Former Labour staff urge Corbyn to respect party workers
Former Labour staff have decried the way current party staff have been publicly attacked and urged Jeremy Corbyn to respect the party’s workers, in a letter on Thursday.
In a letter to the Guardian, over a hundred former and retired Labour party staff said the attack on workers was “depressing” in wake of the recent legal challenges to the voting rules for the leadership race from members of the party’s National Executive Committee (NEC) and general secretary Iain McNicol, who could be ousted from his position.
The signatories said that staff work long-hours and have little job security in an organisation that is almost entirely voluntary.
“Despite this, staff remain completely loyal to the party and to their employers, and the least they are entitled to expect is some loyalty and respect in return. To hear members of the Labour party attack their own employees is depressing; to hear talk about “clearing them out” is unacceptable; to hear such statements from the most senior level is intolerable.
“We call on all party members, whatever their view or role in the leadership election, to treat their staff as they themselves would expect to be treated by their own employers.”
Signatories to the letter include two past NEC general secretaries, Lord Collins and Peter Watt, Tony Blair’s former spin doctor Alastair Campbell, and former adviser to Ed Miliband and comedian Ayesha Hazarika.
On Thursday, Labour’s deputy leader Tom Watson and shadow cabinet member Jonathan Ashworth gave their support for the letter on Twitter.
Recently Corbyn’s supporters won all six of the contested seats on the NEC and as Corbyn tightens his grip on the party’s governing body it could mean that McNicol’s position is under threat if he is re-elected in September.
At the latest leadership hustings in Solihull on Thursday, challenger Owen Smith accused Jeremy Corbyn of never believing in the European Union, in a bid to restructure the debate with Europe at the centre.

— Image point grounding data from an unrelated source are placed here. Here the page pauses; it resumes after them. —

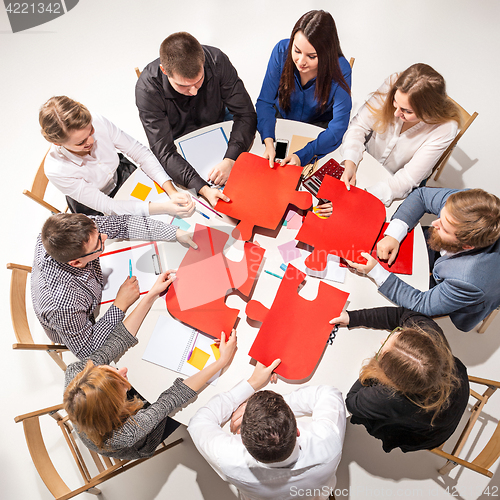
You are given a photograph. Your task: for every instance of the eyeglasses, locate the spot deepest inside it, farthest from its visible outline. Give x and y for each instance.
(396, 330)
(100, 249)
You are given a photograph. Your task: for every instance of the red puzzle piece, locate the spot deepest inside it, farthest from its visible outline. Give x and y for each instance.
(404, 260)
(204, 278)
(295, 329)
(352, 228)
(260, 195)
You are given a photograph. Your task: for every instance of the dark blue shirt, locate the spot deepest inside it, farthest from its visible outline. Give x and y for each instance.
(304, 106)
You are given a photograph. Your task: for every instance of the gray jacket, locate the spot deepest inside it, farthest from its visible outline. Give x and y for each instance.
(468, 283)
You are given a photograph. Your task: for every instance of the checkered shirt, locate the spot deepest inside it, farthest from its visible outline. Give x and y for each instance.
(65, 297)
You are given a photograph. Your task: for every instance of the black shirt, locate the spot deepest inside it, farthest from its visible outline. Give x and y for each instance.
(167, 115)
(387, 414)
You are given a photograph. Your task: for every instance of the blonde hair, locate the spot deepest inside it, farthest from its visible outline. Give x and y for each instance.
(476, 215)
(95, 402)
(60, 115)
(419, 365)
(426, 92)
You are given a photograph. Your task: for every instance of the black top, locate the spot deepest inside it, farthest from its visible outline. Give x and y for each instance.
(167, 115)
(387, 414)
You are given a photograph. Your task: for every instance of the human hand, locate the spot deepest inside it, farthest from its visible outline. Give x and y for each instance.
(364, 268)
(162, 283)
(292, 159)
(387, 249)
(185, 238)
(237, 418)
(324, 209)
(219, 174)
(262, 375)
(270, 152)
(349, 174)
(342, 320)
(127, 294)
(227, 349)
(213, 195)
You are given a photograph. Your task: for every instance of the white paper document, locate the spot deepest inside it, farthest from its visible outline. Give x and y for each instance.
(204, 151)
(180, 348)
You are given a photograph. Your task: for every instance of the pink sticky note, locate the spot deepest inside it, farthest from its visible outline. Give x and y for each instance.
(289, 251)
(295, 222)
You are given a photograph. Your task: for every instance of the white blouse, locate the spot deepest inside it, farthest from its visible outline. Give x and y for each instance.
(409, 156)
(89, 179)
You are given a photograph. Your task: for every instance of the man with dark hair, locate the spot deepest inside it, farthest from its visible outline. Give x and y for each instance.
(464, 255)
(67, 281)
(270, 455)
(187, 88)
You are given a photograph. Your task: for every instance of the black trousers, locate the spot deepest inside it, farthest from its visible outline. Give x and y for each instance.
(125, 169)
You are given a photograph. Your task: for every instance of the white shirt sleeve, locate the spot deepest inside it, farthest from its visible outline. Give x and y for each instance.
(323, 403)
(353, 144)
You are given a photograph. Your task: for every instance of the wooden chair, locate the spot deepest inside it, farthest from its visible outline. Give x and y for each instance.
(105, 467)
(467, 119)
(488, 320)
(491, 452)
(20, 318)
(39, 187)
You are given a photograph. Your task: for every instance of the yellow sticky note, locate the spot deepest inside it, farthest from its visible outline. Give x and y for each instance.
(215, 350)
(141, 191)
(159, 188)
(198, 358)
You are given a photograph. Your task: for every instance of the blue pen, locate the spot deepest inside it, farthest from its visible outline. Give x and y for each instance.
(201, 213)
(272, 274)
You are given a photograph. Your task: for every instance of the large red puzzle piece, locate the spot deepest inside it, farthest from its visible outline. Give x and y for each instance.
(295, 329)
(260, 195)
(204, 278)
(404, 260)
(352, 228)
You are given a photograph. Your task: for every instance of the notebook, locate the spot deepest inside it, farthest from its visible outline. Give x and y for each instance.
(181, 348)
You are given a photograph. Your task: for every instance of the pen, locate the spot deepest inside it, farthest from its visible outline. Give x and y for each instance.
(209, 208)
(201, 213)
(272, 274)
(194, 343)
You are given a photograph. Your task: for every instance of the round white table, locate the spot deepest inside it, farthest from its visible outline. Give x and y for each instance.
(339, 366)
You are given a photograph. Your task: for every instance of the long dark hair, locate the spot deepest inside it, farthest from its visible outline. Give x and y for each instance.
(419, 365)
(319, 28)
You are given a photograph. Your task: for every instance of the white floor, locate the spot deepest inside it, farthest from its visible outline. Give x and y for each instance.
(90, 54)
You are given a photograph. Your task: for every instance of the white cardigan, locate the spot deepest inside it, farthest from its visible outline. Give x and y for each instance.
(409, 156)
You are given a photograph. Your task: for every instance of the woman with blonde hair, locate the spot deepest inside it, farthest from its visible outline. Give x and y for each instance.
(308, 79)
(110, 417)
(86, 163)
(413, 392)
(406, 125)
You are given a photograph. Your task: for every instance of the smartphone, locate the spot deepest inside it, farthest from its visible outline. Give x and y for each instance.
(281, 149)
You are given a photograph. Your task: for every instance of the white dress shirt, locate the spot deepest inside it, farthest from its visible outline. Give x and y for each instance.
(89, 179)
(308, 473)
(409, 156)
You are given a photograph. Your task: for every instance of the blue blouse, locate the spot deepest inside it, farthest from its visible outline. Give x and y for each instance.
(303, 106)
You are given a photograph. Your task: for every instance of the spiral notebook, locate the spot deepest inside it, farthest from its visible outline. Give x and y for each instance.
(181, 348)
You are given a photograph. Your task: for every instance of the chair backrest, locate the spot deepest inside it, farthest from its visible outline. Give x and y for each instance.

Smith is currently trailing in the polls.
Labour’s official party line is pro-Europe and was in favour staying in the EU for the referendum.
Smith said: “I think Jeremy can’t bring himself to say he would argue for a second referendum or put into a Labour manifesto that we would stay within the European Union because he fundamentally never believed in the European union.
“That is why he steadfastly refuses [to agree to a second EU referendum], even though he acknowledges a likely Tory Brexit will diminish workers’ rights; damage social protections; damage our ability to deal with tax avoidance. Even though he thinks that is likely to happen, he thinks it more important that we stay outside the EU. I think that is a deep, deep mistake.”
Corbyn responded: “The referendum took place, the result is there, we know the Tory agenda. But we have to recognise there were some problems before the referendum with the EU ... There is an agenda in Europe which is not something Labour would support which is the free market agenda.”